"Let books be your dining table, / And you shall be full of delights. / Let them be your
mattress,/
And you shall sleep restful nights" (St. Ephraim the Syrian).


Saturday, October 29, 2011

Allah: A Christian Response

In my classes on Eastern Christianity and the Encounter with Islam, I am regularly asked how a Christian ought to view Allah. Is the God of the New Testament the same as the God of the Quran? Are they completely and irreconcilably different figures? Are there similarities between them? And is it more important to understand the similarities or emphasize the differences? Too much of the emphasis, for obvious political reasons, has been lately on emphasizing similarities, almost invariably at a cost of being completely truthful and faithful to both Christian and Islamic theological sources. Following Stephen Prothero, in his fascinating new book, God Is Not One: The Eight Rival Religions That Run the World I take a dim view of efforts to conjure connections or suggest similarities solely to make people feel good while holding hands and singing Kumbaya. Those who do that either do not know what they are talking about or are being deliberately obscurantist in their approach, or both. The responsible approach, it seems to me, is to allow both Christian and Islamic traditions to speak for themselves without forcing them together artificially--but equally without polemically blasting them apart into two solitudes. 

These are questions that animate a new book by Myroslav Volf, Allah: A Christian Response (HarperOne, 2011), 336pp.

About this book, the publisher says:
Three and a half billion people—the majority of the world’s population—profess Christianity or Islam. Renowned scholar Miroslav Volf’s controversial proposal is that Muslims and Christians do worship the same God—the only God. As Volf reveals, warriors in the “clash of civilizations” have used “religions”—each with its own god and worn as a badge of identity—to divide and oppose, failing to recognize the one God whom Muslims and Christians understand in partly different ways.

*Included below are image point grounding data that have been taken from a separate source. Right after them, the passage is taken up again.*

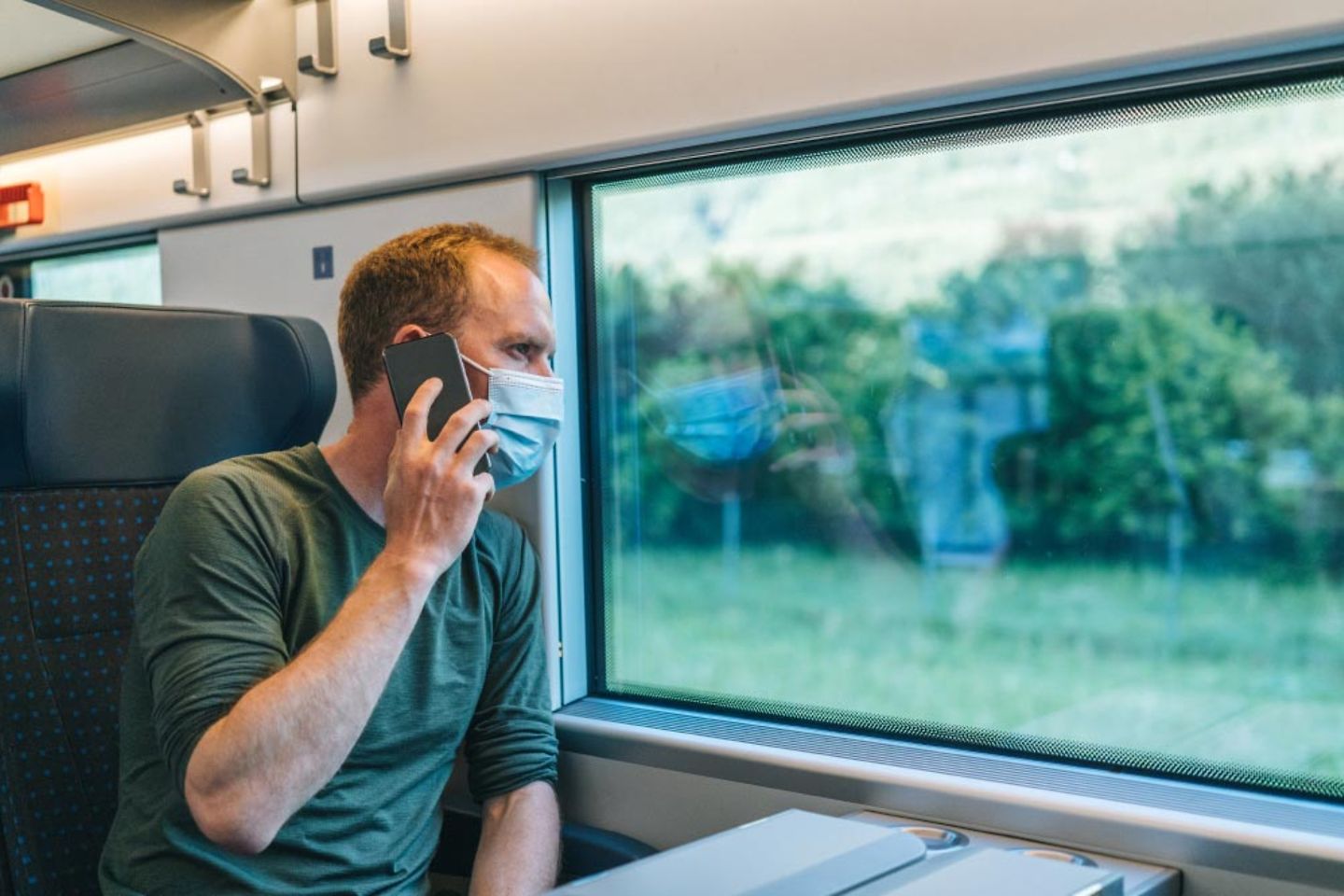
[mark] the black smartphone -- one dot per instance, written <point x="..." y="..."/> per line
<point x="409" y="364"/>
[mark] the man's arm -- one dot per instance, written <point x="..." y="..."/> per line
<point x="521" y="844"/>
<point x="289" y="734"/>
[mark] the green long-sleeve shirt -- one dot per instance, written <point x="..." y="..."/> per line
<point x="250" y="559"/>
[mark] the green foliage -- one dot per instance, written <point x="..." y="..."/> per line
<point x="1269" y="253"/>
<point x="1118" y="378"/>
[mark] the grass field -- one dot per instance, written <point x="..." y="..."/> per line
<point x="1243" y="670"/>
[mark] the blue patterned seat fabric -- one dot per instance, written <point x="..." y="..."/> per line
<point x="104" y="409"/>
<point x="64" y="613"/>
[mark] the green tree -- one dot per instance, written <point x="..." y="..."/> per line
<point x="1123" y="381"/>
<point x="1267" y="251"/>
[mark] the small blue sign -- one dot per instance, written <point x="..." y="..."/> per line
<point x="323" y="265"/>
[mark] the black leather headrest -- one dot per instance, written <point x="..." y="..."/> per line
<point x="112" y="394"/>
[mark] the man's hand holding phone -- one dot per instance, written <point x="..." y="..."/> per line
<point x="434" y="497"/>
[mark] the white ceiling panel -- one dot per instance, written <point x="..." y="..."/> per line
<point x="31" y="36"/>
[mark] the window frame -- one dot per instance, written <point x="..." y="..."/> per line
<point x="937" y="779"/>
<point x="26" y="256"/>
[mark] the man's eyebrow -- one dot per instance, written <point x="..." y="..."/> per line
<point x="530" y="339"/>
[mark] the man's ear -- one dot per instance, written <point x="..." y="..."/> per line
<point x="409" y="332"/>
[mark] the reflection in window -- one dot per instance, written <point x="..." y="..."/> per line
<point x="1029" y="438"/>
<point x="125" y="275"/>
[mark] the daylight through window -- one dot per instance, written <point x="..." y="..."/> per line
<point x="1026" y="438"/>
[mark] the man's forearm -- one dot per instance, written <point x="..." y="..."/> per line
<point x="289" y="735"/>
<point x="521" y="844"/>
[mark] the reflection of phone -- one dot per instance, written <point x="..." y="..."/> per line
<point x="409" y="364"/>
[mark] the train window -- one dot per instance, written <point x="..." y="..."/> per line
<point x="125" y="275"/>
<point x="1026" y="437"/>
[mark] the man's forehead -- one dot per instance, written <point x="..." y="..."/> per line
<point x="510" y="300"/>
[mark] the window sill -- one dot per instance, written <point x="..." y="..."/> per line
<point x="1169" y="822"/>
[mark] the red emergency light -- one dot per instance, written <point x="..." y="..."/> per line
<point x="21" y="204"/>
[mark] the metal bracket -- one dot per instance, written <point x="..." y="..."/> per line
<point x="326" y="63"/>
<point x="199" y="184"/>
<point x="397" y="43"/>
<point x="259" y="172"/>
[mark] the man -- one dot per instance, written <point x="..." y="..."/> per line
<point x="319" y="629"/>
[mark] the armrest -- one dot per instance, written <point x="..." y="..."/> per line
<point x="583" y="850"/>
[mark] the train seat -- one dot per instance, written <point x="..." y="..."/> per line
<point x="103" y="412"/>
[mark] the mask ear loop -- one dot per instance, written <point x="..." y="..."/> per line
<point x="656" y="425"/>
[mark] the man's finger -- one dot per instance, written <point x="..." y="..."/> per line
<point x="417" y="410"/>
<point x="487" y="481"/>
<point x="476" y="446"/>
<point x="461" y="425"/>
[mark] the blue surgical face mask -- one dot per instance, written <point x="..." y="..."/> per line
<point x="724" y="419"/>
<point x="525" y="412"/>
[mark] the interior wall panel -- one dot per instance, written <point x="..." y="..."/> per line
<point x="265" y="265"/>
<point x="492" y="85"/>
<point x="125" y="184"/>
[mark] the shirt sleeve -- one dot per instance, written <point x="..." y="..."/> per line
<point x="511" y="739"/>
<point x="207" y="610"/>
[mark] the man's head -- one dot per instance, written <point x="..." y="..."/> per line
<point x="457" y="278"/>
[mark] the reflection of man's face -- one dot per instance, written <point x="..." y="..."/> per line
<point x="509" y="321"/>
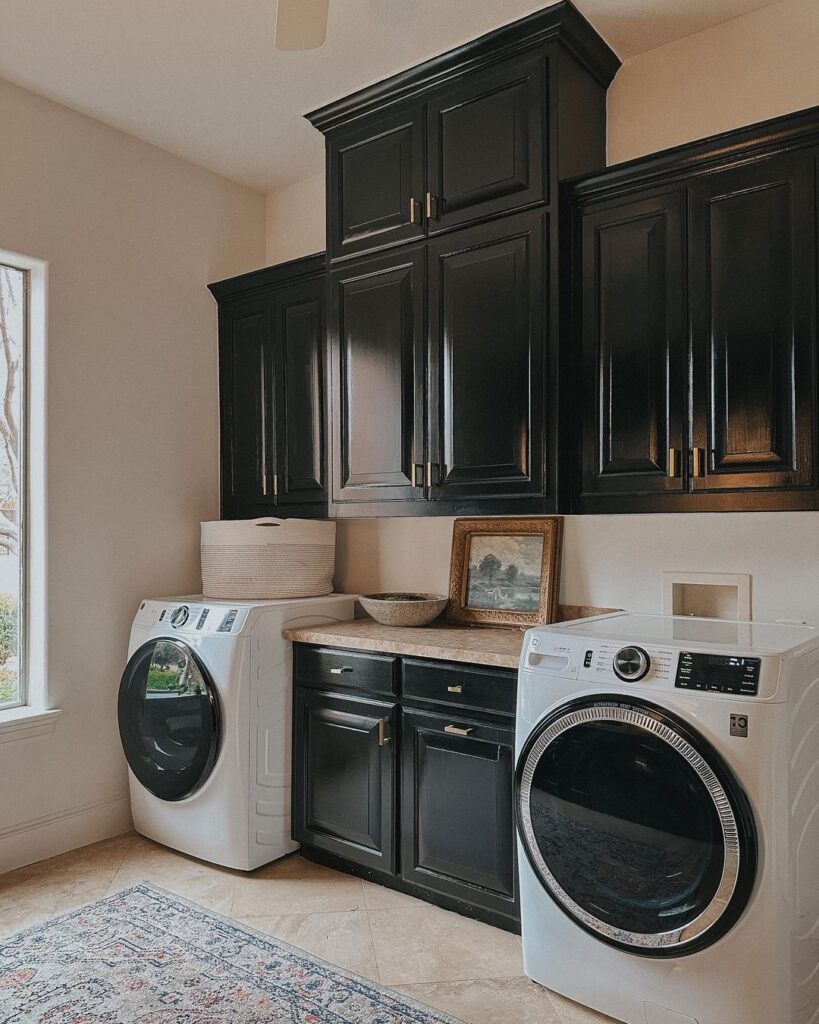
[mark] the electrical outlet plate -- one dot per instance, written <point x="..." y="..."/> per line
<point x="710" y="595"/>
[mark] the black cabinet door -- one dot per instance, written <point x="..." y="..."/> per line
<point x="484" y="143"/>
<point x="299" y="353"/>
<point x="376" y="182"/>
<point x="634" y="347"/>
<point x="344" y="777"/>
<point x="246" y="381"/>
<point x="377" y="318"/>
<point x="486" y="356"/>
<point x="753" y="329"/>
<point x="457" y="809"/>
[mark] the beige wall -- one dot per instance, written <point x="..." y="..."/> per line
<point x="746" y="70"/>
<point x="742" y="71"/>
<point x="131" y="236"/>
<point x="296" y="220"/>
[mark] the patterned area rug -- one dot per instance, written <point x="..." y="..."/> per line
<point x="146" y="956"/>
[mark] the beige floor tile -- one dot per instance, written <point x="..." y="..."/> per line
<point x="573" y="1013"/>
<point x="382" y="898"/>
<point x="499" y="1000"/>
<point x="424" y="944"/>
<point x="36" y="892"/>
<point x="341" y="938"/>
<point x="204" y="884"/>
<point x="294" y="885"/>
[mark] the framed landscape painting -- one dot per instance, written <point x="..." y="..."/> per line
<point x="506" y="571"/>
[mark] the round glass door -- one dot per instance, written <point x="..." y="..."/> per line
<point x="635" y="826"/>
<point x="169" y="719"/>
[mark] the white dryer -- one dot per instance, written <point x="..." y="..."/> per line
<point x="205" y="709"/>
<point x="667" y="812"/>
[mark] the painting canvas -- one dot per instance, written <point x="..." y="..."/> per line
<point x="505" y="571"/>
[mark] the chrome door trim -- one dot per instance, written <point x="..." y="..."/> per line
<point x="730" y="830"/>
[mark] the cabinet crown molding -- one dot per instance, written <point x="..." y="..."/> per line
<point x="748" y="143"/>
<point x="561" y="23"/>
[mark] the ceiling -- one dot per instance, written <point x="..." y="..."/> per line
<point x="201" y="78"/>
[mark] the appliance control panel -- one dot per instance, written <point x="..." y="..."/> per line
<point x="221" y="620"/>
<point x="619" y="664"/>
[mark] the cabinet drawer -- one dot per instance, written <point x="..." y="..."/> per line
<point x="462" y="686"/>
<point x="328" y="667"/>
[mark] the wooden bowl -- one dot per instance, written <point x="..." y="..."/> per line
<point x="403" y="609"/>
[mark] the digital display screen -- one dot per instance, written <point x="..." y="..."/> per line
<point x="719" y="673"/>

Writing from a Christian perspective, and in dialogue with leading Muslim scholars and leaders from around the world, Volf reveals surprising points of intersection and overlap between these two faith traditions:
• What the Qur’an denies about God as the Holy Trinity has been denied by every great teacher of the church in the past and ought to be denied by Christians today.

• A person can be both a practicing Muslim and 100 percent Christian without denying core convictions of belief and practice.

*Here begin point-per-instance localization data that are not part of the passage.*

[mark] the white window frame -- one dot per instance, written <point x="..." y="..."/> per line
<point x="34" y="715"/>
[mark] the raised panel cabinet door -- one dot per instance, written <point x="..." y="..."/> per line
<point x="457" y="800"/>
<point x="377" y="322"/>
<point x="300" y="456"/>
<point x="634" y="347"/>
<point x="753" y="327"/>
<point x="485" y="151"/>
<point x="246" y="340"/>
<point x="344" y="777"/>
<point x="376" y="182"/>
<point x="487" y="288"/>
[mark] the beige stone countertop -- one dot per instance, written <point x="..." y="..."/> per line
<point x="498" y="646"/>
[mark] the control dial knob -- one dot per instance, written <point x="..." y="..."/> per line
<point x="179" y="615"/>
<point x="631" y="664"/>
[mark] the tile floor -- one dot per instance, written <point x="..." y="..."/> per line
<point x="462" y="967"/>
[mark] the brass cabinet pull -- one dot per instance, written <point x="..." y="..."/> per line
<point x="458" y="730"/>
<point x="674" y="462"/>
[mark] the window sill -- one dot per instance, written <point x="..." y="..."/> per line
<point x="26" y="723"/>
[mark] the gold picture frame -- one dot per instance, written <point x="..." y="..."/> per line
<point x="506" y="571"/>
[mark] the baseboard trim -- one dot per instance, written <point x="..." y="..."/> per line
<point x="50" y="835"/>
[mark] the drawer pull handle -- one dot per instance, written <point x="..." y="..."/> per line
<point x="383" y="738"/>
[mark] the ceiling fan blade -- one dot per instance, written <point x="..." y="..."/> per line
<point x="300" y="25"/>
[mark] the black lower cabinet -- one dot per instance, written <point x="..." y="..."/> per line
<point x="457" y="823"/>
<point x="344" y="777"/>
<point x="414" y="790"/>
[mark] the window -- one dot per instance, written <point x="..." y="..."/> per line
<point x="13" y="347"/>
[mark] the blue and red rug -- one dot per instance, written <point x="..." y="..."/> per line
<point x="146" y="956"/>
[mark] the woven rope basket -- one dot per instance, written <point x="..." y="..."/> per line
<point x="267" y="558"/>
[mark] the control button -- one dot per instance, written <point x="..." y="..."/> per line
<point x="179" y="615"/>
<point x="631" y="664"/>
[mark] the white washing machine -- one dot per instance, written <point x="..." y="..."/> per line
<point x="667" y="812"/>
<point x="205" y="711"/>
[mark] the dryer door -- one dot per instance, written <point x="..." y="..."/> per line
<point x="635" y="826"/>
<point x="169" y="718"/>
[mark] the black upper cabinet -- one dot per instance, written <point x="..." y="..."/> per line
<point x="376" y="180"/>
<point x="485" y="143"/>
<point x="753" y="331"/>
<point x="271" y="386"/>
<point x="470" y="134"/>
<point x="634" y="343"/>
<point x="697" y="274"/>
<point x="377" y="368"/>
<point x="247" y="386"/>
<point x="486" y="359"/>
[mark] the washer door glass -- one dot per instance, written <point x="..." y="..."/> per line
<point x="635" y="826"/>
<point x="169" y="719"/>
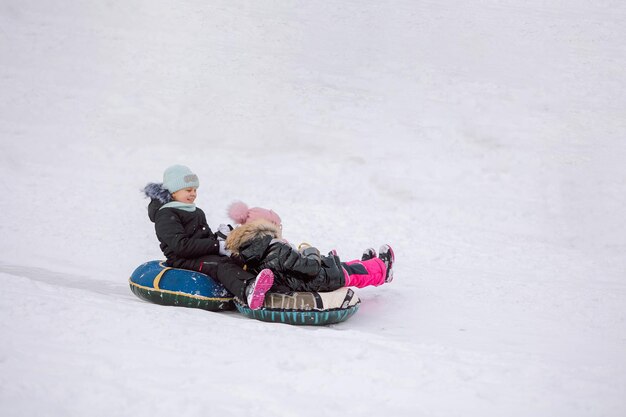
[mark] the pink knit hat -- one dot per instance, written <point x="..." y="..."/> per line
<point x="241" y="213"/>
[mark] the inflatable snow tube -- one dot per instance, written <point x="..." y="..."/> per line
<point x="155" y="282"/>
<point x="305" y="308"/>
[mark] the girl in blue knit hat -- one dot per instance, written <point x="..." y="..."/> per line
<point x="188" y="242"/>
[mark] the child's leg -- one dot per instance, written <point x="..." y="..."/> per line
<point x="228" y="273"/>
<point x="364" y="273"/>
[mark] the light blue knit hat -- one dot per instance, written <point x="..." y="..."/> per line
<point x="178" y="177"/>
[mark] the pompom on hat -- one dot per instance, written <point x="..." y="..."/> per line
<point x="178" y="177"/>
<point x="240" y="213"/>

• How two faiths, worshiping the same God, can work toward the common good under a single government.

Volf explains the hidden agendas behind today’s news stories as he thoughtfully considers the words of religious leaders and parses the crucial passages from the Bible and the Qur’an that continue to ignite passion. Allah offers a constructive way forward by reversing the “our God vs. their God” premise that destroys bridges between neighbors and nations, magnifies fears, and creates strife.
I've already started reading it, and will have more to say about it on here later.